Fire resistance studies on circular tubed steel reinforced concrete stub columns subjected to axial compression

Abstract

A series of fire tests on eight circular tubed steel reinforced concrete (CTSRC) stub columns subjected to axial loading are presented in this paper. The influences of load level and steel tube thickness on the fire resistance of the CTSRC stub columns were investigated. Two similar specimens were tested with the same test scenario to obtain more reasonable data. The temperatures in steel and concrete, axial displacement, fire resistance, and failure mode were recorded and discussed. The test results show that the load level has a great influence on the fire resistance of CTSRC stub columns. The steel tube thickness has a significant influence on the fire resistance of CTSRC stub columns when subjected to a higher load level.

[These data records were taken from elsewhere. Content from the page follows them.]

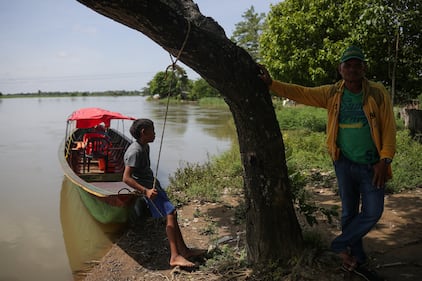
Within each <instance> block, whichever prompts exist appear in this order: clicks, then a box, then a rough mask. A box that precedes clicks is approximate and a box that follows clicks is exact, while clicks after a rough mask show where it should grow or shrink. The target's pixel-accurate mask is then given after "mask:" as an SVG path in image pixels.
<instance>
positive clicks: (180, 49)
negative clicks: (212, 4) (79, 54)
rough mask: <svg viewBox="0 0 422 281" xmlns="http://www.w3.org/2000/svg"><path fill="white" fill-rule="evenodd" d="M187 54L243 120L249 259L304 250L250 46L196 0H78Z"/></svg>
mask: <svg viewBox="0 0 422 281" xmlns="http://www.w3.org/2000/svg"><path fill="white" fill-rule="evenodd" d="M78 1H79V2H81V3H83V4H84V5H86V6H88V7H89V8H91V9H93V10H95V11H97V12H98V13H100V14H102V15H104V16H106V17H109V18H111V19H113V20H115V21H117V22H120V23H122V24H124V25H126V26H128V27H130V28H133V29H135V30H138V31H140V32H142V33H143V34H145V35H146V36H148V37H149V38H150V39H152V40H153V41H155V42H156V43H157V44H158V45H160V46H161V47H163V48H164V49H165V50H167V51H168V52H169V53H171V54H172V55H173V56H175V57H177V56H179V55H178V54H179V50H181V49H182V46H183V45H184V42H185V41H186V44H185V45H184V48H183V51H182V52H181V54H180V56H179V59H180V61H182V62H183V63H184V64H186V65H188V66H189V67H191V68H192V69H193V70H195V71H196V72H197V73H198V74H199V75H201V76H202V78H204V79H205V80H206V81H208V83H209V84H210V85H211V86H213V87H215V88H216V89H218V90H219V91H220V93H221V94H222V95H223V96H224V98H225V101H226V103H227V104H228V105H229V107H230V110H231V112H232V114H233V117H234V121H235V124H236V129H237V134H238V139H239V147H240V153H241V159H242V164H243V167H244V172H245V174H244V188H245V198H246V206H247V217H246V220H247V222H246V223H247V226H246V231H247V234H246V237H247V241H246V243H247V254H248V260H249V261H250V262H251V263H253V264H255V265H257V264H265V263H268V262H269V261H275V260H279V261H282V262H286V261H288V260H289V259H290V258H291V257H293V256H296V255H298V254H300V252H301V250H302V246H303V245H302V244H303V243H302V233H301V229H300V226H299V224H298V221H297V218H296V215H295V211H294V207H293V203H292V198H291V192H290V187H289V180H288V174H287V167H286V160H285V154H284V144H283V139H282V136H281V132H280V128H279V125H278V122H277V119H276V116H275V112H274V108H273V104H272V101H271V96H270V95H269V93H268V89H267V87H266V86H265V85H264V84H263V83H262V81H261V80H260V79H259V78H258V68H257V65H256V63H255V62H254V61H253V59H252V58H251V57H250V56H249V54H248V53H247V52H246V51H245V50H244V49H242V48H240V47H238V46H236V45H235V44H234V43H233V42H232V41H230V40H229V39H228V38H227V37H226V35H225V33H224V30H223V29H222V28H221V27H220V26H219V25H218V23H217V22H215V21H214V20H213V19H212V18H209V17H205V16H203V15H202V14H201V13H200V11H199V9H198V7H197V5H196V4H195V3H193V2H192V1H191V0H125V1H121V0H78Z"/></svg>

Thermal and structural finite element (FE) models were developed to analyze the temperature distributions and fire responses of CTSRC stub columns by employing the program ABAQUS. These developed models were validated by the test data. Extensive parametric studies were carried out by using the FE method to investigate the influences of key factors on the temperature distributions and fire resistances of CTSRC stub columns. The factors considered for thermal analysis include cross-sectional dimension, steel tube thickness, and concrete type, while the factors considered for structural analysis include load ratio, cross-sectional dimension, steel tube thickness, concrete strength, and steel strength. The parametric studies indicate that the cross-sectional dimension has a more significant influence than the steel tube thickness on the temperature magnitudes of CTSRC stub columns. The load ratio, cross-sectional dimension, and steel tube thickness have more significant influence than concrete strength on the fire resistance of CTSRC stub columns. Based on the results of the parametric studies, a simplified method to predict the steel temperatures and the compressive load bearing capacities of CTSRC stub columns exposed to fire is proposed.